WE TAKE HITS FROM THE 80's... yeah yeah
Well I'm glad to report that everyone in attendance to the Back To The 80's Halloween Party continues to boast about the great time they had. It was a fun night filled with games, alcohol, hilarious costumes, and classic tunes. We will be having another party for New Years, not sure if there will be a theme attached, but it's very possible. I'd like to personally thank everyone who came, spent thier hard earned money on costumes and helping us pay for the keg, and also the people who decided to not show up...it is because of YOU everyone had a grand 'ol time. lol. Some people in attendance were Debbie Gibson, The Top Gun film cast, Dr.

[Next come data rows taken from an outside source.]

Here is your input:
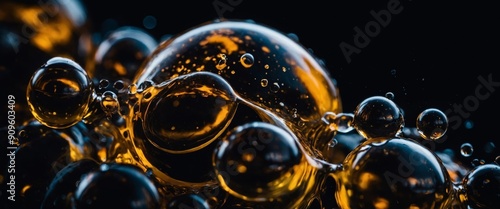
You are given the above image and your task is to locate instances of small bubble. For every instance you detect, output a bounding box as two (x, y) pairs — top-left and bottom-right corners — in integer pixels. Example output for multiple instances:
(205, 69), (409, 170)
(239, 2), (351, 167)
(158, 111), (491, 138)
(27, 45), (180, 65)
(137, 80), (154, 93)
(142, 15), (157, 29)
(352, 96), (404, 139)
(271, 82), (280, 93)
(260, 78), (269, 87)
(113, 80), (125, 91)
(286, 33), (299, 43)
(128, 83), (137, 94)
(471, 158), (486, 167)
(385, 92), (394, 100)
(240, 53), (255, 68)
(460, 143), (474, 157)
(464, 120), (474, 129)
(215, 54), (227, 70)
(101, 91), (119, 116)
(328, 138), (339, 148)
(99, 79), (109, 89)
(417, 108), (448, 140)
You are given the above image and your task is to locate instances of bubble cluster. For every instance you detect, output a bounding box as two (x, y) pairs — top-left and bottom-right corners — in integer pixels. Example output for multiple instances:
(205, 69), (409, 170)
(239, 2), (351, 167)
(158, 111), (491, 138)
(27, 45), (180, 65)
(4, 14), (500, 209)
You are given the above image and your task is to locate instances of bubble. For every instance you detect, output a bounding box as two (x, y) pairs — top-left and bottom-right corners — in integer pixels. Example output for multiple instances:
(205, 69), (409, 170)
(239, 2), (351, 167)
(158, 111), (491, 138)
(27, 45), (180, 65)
(99, 79), (109, 89)
(462, 164), (500, 208)
(352, 96), (404, 139)
(260, 79), (269, 87)
(416, 108), (448, 140)
(0, 0), (91, 127)
(460, 143), (474, 157)
(385, 92), (394, 100)
(322, 112), (354, 133)
(133, 20), (341, 139)
(214, 122), (317, 208)
(88, 26), (158, 82)
(240, 53), (255, 68)
(26, 57), (94, 128)
(72, 163), (160, 209)
(101, 91), (120, 116)
(41, 159), (98, 209)
(166, 194), (213, 209)
(334, 137), (454, 208)
(11, 119), (95, 208)
(143, 72), (237, 153)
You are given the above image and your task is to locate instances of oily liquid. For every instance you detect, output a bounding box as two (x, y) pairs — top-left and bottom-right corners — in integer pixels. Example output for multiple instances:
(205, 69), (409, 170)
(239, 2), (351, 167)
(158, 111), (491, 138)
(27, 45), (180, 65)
(16, 18), (498, 209)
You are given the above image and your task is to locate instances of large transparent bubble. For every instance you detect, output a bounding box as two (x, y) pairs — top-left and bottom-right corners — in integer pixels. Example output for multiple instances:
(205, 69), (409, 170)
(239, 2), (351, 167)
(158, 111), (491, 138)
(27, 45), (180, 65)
(134, 20), (342, 140)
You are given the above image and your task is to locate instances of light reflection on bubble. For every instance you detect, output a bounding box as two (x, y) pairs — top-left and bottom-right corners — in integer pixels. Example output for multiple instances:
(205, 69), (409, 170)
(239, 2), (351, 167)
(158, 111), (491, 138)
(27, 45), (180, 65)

Egon Speigler from Ghostbusters, Pinhead from Hellraiser, She-Ra, John Kerry and D. Trump, and the lost dancer that found her way there from Robert Palmer's Simply Irrisistable video. There will be many more parties to come...and next time we'll be sure to actually hook up the turntables.
Hired Gunz Stay On The Stealth Tip.
Ok...first we said August, then we pushed it back to October...heads are still buggin the shit outta me...Now we are trying to complete the artwork to get this project out by the end of this month. Sorry to keep everyone waiting so long but perfection takes time. That's exactly the same shit they would tell you if you were waiting on chicken and vodka sauce from Poalo Lombardi's, and when you finally got it...you'd enjoy it that much more. Every suculant bite of it. Believe me, this disc is totally worth the wait and just to prove it...here's a little something off the Puncture Wound Promo, due out with a purchased copy of the cd. This joint features Smog first and Myself second. Enjoy it, and download it as quick as possible cause once the link is dead, I'm not putting it up again. This is a treat for my blog audence ONLY. I'm not gonna give you too much info, but there is some upstate fam on the official album and also cameos from Jack of All Trades and yours truly. Expected actual release date: 12/17/05...just in time for Xmas. Awwwww shit...now I know what to get my mom for Jesus' B-day!!!!
pUt ThE FoRk DoWn .......NoT nOw, BuT rIgHt NoW!
Fat women are always an easy target when it comes to crackin' jokes. I don't care about any other fat women...just Star "cellulitebrite" Jones. She recenlty has been fighting to lose weight and has, but the Lbs. are slowing creeping back. It could be that she's comfortable enough now to treat herself to a ham or three every once in a while, but really I've always hated this woman. Her face, her attitude, her way of acting like she is better than everyone, and the fact that she is lucky to even have to connects she does. Anyway, apparently Juelz Santana feels the same way about husky bitches. So much so, that he dedicated a song just to them. This shit will have you cracking the fuck up...but be on the lookout for any chunky hoes that may snuff you and take your nuggets and whatever sauces you think you have on lockdown.
Sorry you had to look at the above picture, but when I think of a fat bitch...Star Jones is always my first pick.....and since Halloween just passed heres some candy...some EYE CANDY.